Taking Map 3: Major regions and natural features of Tibet as an example for general quibbling, one actually finds very little to grouse about on the map itself. There are occasional collisions between labels and the graticule (other maps in the atlas have more obvious and annoying examples of this), but the graticule itself has a well-chosen line weight and is very gracefully labeled. There is a varied and nuanced typographic hierarchy: unfortunately, it is nowhere explained (except rather incompletely and obscurely, on Map 8). In some cases the type associations seem obvious, in other instances they are less so (particularly for a non-Tibetanist like your reviewer). There is, for example, a bit of ambiguity between extra-Tibetan national and Chinese provincial names: while the (non-letterspaced) label “CHINA” is slightly larger than provincial names like “YUNNAN”, the national name “BURMA” (just over an inch from “YUNNAN”) is the same size, color and face as that provincial name. Mixed case for provinces may have alleviated this confusion.
It is a bit of a surprise to discover, in the upper left corner of Map 3, the label “RUSSIAN EMPIRE.” Determined searching finally turns up the note at the end of the entry in a one line legend in the lowest-left corner of the map: “Major Polity Boundary/Frontier c.1900.” Why is this critical bit of temporal / contextual information buried like that? Similarly, we know (admittedly, from reading this atlas) that the north-eastern Tibetan region of Amdo has only relatively recently acquired that name: why is it labeled Amdo in 1900?

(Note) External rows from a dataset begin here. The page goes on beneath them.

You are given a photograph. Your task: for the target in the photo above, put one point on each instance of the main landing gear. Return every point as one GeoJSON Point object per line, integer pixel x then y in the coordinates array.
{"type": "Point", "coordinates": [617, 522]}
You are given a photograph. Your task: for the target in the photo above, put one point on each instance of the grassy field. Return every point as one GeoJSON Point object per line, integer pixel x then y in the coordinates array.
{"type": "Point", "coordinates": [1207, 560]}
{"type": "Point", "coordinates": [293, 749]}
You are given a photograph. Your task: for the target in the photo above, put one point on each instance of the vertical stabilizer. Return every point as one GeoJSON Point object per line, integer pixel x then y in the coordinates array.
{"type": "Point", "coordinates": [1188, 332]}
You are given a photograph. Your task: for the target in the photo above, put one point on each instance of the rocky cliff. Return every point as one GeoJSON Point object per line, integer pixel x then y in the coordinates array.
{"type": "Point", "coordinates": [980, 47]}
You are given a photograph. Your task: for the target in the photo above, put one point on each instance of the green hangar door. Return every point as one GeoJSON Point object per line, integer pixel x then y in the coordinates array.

The dashed line showing Major Polity Boundary/Frontiers, circa 1900, falls victim to one of the recurrent bugbears of digital cartography: there is a feature complexity threshold beyond which the dashed line symbol no longer does its job. If we look at the China / Burma border, we see the gestalt of the dashed line break down completely: near the neatline the linear dashes become just a stack of parallel line segments. Selective, judicious, manual feature generalization, or a different symbol, are the only solutions I know to this problem. The Afghanistan border on this map, too, by the way, clearly suffers from doubled polygon outlines.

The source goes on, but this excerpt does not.